World markets were mixed Thursday due to investor concerns over the U.S. stimulus plan and more gloomy corporate news. In Britain, the Royal Bank of Scotland, or RBS, has posted the largest annual loss in U.K. corporate history with a $34 billion shortfall for 2008.

Investors in Asia say more specifics about the U.S. government's financial rescue plan are required to change market sentiment there.

On Thursday, most Asian indices were down. Only markets in Australia and Taiwan rose.

In Europe, the picture was more upbeat as investors welcomed a British plan that will allow struggling banks to access government insurance against future losses.

In the case of the Royal Bank of Scotland, hundreds of billions of dollars worth of debt will now be covered by the taxpayer-funded asset protection program.

Because of this, British taxpayers now hold an 84 percent stake in the bank.
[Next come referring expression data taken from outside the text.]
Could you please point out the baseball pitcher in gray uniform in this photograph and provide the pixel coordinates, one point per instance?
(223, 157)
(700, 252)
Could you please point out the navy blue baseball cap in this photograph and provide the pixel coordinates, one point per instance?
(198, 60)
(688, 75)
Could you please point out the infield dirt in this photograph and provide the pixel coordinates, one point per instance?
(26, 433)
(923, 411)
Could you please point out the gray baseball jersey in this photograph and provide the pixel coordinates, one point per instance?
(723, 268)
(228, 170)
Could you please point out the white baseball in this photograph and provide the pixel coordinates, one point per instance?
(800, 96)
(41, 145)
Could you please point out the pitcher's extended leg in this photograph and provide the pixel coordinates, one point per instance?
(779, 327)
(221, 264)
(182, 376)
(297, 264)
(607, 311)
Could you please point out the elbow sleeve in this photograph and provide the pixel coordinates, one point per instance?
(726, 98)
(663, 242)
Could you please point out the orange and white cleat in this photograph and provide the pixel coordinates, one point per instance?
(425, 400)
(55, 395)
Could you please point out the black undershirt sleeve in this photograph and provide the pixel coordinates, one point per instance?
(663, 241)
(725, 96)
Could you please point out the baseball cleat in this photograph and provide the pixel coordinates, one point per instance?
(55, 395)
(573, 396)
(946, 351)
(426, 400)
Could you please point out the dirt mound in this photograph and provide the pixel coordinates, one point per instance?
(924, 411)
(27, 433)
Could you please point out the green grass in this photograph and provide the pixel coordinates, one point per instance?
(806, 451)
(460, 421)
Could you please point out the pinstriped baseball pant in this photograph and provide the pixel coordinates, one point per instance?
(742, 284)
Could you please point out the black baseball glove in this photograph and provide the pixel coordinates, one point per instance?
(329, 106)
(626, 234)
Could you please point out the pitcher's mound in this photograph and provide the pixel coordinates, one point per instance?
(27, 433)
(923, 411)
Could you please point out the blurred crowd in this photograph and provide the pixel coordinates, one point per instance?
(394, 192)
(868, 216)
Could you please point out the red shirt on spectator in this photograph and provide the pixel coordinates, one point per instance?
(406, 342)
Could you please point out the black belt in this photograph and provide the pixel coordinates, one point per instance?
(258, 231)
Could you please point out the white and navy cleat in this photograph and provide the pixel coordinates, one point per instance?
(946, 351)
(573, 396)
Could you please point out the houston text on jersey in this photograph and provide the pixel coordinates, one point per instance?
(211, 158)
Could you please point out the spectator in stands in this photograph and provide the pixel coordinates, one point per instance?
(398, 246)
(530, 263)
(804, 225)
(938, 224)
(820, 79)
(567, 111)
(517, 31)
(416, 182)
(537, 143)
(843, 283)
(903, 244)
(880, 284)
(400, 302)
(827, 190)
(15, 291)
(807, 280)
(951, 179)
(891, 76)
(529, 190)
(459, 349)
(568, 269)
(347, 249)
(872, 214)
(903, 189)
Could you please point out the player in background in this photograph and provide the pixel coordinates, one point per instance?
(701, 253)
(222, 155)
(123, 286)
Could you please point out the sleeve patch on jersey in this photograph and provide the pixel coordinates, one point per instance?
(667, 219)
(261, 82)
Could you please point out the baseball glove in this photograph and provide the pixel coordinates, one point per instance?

Treasury Secretary Alistair Darling maintains the move is necessary.

"We are putting in additional support to RBS to help it get through this recession and in addition to that we are offering insurance about 325 billion pounds of assets, these are things like commercial loans or mortgages which are worth less now then they were perhaps a few months ago but which we hope will increase in value as we get through this recession," Darling said.

The asset insurance announcement came on the same day as the bank disclosed the highest-ever annual corporate loss in British history of $34 billion.

Despite the huge sums, Darling promises when this global downturn is finally over, the taxpayer will see the money currently being pumped into institutions like RBS, returned to the public coffers.

"Because the majority shareholding is owned by the taxpayer, when we are able to return RBS to normal, private ownership in the commercial sector, then of course those shares will be sold and that money will come back to the taxpayer," he said.

Meanwhile, there is widespread anger in the country with the disclosure that the former chief executive of RBS has started to collect a $930,000 a year pension from the bank that is now being supported by public funds.

Prime Minister Gordon Brown says the matter is being looked at.

"What we are trying to do whether it is with the bonus culture, the remuneration culture, the pensions culture or with the vast sponsorships of some of these companies is clean up the banking system so that it does the job it was intended to do, what people used to trust the banks to do," the prime minister said. "And that is, to lend money to ordinary citizens and keep the deposits safe and that is what we will continue to do, to make that clean up comprehensive."

Other institutions such as the Lloyds banking group are said to be looking into participating in the government's asset-protection plan.